Communiqué de ABCDS: Les migrants au Maroc sont pourchassés et stigmatisés

COMMUNIQUÉ de ABCDS
La vie dure des migrants au Maroc : pourchassés par les forces de l’ordre et stigmatisés par « Al Massae ».
Les rafles et les refoulements de migrants sont monnaie courante depuis fort longtemps et s’accentuent vers la fin de chaque année en vue de gonfler les chiffres présentés à l’Union Européenne. Une fois de plus, le quotidien arabophone « Al Massae » participe à cette campagne de stigmatisation contre les migrants en publiant dans son édition n° 1643 du jeudi 5 janvier 2012, un dossier de deux pages titré « Des bataillons de migrantes clandestines propagent le SIDA dans les rues du Maroc».

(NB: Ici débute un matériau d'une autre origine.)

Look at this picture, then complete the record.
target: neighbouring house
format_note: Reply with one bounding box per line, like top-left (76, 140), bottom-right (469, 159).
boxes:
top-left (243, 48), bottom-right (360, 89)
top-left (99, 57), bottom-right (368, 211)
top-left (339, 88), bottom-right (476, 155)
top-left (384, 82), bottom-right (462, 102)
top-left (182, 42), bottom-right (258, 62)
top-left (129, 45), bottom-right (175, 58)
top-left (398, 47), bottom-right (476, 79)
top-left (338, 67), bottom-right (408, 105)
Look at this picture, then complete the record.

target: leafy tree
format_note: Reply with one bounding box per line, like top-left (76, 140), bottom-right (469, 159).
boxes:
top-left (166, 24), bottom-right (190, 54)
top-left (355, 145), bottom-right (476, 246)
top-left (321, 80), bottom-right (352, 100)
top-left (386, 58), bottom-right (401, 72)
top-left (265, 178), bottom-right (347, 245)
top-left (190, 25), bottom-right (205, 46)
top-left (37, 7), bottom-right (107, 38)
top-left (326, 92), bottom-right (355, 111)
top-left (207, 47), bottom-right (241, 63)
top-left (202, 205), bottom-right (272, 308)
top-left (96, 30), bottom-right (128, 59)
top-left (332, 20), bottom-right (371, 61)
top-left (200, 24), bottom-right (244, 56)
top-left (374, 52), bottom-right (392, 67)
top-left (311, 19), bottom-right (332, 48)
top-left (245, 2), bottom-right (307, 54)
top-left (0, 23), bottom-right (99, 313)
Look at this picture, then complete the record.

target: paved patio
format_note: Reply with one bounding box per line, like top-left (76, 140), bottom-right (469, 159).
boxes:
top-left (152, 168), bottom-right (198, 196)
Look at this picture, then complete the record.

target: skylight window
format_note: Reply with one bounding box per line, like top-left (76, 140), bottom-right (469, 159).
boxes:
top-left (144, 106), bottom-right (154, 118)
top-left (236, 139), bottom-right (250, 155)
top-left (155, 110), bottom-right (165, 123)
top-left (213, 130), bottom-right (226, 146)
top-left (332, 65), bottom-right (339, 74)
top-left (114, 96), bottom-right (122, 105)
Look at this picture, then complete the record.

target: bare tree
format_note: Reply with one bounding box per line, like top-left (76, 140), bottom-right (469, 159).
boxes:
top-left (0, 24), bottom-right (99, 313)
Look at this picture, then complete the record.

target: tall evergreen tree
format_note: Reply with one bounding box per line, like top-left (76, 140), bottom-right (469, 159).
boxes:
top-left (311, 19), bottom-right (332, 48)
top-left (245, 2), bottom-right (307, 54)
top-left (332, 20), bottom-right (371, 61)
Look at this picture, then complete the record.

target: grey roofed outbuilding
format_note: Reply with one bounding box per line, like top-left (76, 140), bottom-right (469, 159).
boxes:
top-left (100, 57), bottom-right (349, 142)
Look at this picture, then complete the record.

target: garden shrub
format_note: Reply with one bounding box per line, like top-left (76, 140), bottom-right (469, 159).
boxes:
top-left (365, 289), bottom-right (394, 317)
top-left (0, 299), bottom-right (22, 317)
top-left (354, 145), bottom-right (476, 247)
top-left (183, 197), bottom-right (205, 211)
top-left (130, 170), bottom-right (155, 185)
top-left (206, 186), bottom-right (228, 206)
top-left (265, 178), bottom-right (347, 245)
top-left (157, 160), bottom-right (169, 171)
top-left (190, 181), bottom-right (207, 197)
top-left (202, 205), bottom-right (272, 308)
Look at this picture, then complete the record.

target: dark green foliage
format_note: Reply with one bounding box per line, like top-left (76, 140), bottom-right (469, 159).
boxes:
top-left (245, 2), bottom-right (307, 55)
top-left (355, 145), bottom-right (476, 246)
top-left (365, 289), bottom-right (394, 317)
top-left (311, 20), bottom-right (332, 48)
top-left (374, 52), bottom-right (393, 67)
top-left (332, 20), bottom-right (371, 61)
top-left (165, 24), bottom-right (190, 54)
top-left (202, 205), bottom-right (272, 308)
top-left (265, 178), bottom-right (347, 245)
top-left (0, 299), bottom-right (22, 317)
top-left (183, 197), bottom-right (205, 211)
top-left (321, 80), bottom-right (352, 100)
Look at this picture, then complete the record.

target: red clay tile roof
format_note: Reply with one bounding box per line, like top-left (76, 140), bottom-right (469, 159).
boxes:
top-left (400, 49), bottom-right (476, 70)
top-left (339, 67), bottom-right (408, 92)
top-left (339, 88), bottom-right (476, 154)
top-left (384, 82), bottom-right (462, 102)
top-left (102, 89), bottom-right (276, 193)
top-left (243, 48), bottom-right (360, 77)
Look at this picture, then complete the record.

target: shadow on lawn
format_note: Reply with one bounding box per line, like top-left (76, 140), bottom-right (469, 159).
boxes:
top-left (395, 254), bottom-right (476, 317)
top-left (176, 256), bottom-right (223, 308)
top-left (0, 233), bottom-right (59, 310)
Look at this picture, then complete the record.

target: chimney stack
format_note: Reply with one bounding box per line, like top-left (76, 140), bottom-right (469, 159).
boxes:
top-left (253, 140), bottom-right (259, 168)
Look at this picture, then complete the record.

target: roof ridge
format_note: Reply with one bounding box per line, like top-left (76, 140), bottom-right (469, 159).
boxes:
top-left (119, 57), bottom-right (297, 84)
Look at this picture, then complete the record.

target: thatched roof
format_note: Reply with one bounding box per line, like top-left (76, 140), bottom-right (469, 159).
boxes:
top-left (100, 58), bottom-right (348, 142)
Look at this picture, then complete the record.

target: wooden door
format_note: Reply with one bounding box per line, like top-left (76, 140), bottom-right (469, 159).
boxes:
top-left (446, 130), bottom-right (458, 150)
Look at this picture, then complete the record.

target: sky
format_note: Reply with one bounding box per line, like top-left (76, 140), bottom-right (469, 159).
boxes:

OUJDA, le jeudi 5 janvier 2012 — Les forces de l’ordre ont effectué une série de descentes musclées dans les forêts d’Oujda depuis le 23 décembre 2011. Dans le même temps, des rafles permanentes et des descentes quotidiennes, de nuit comme de jour, étaient organisées par les autorités dans plusieurs villes du Maroc résultant des dizaines de reconduites collectives à la frontière maroco-algérienne près d’Oujda. Tel est le cas de personnes traumatisés par la perte de leurs camarades en mer survenue le 2 et le 22 décembre 2011. A Oujda, des dizaines de migrants ont été arrêtés, seules les femmes et les enfants ont été épargnés. Les abris en plastique ont été démantelés, où se refugiaient des centaines de migrants subsahariens, dont la majorité sont des nouveaux arrivants et des refoulés à la frontière Maroc/Algérie ayant réussi à revenir à Oujda après un « ping-pong » entre militaires marocains et algériens.
Activement engagée dans la défense des droits des migrants, l’ABCDS dénonce la politique de « chasse aux migrants » menée par l’Union Européenne sous-traitée au Maroc, qui confirme aujourd’hui, n’engendrer que plus de drames humains, et une vie encore plus dure pour les migrants.
Dans la même optique, le quotidien arabophone « Al Massae » accuse dans son édition du 5 décembre, 20ème et 21ème pages dans sa rubrique « Enquête de la semaine », les femmes migrantes subsahariennes de constituer des « bataillons » en vue « de propager le Sida dans les rues du Maroc ». D’après l’article « certaines migrantes, à cause des abus sexuels ou physiques commis à leur encontre par les marocains, choisissent délibérément de se venger de la société en omettant d’arrêter la pratique de la prostitution alors qu’elles sont atteintes de graves maladies sexuelles ».
L’ABCDS s’indigne de cette criminalisation des femmes migrantes, et considère que ces accusations et allégations à leur encontre y compris les personnes vivantes avec le VIH/Sida sont infondées et injustifiées. L’ABCDS est profondément déçue et bouleversée de retrouver le sentiment de méfiance et de peur toujours alimenté par certaines organes de presse, rendant ainsi les migrants et les des personnes vivant avec le VIH vulnérables aux actes de discrimination raciale. Le professionnalisme journalistique du rédacteur du dossier est remis en cause, il semble avoir cru à sa thèse et invente un titre choc avant d’avoir commencé son enquête journalistique dans laquelle il devrait éviter de propager les préjugés à l’encontre des migrants et des personnes vivant avec le VIH.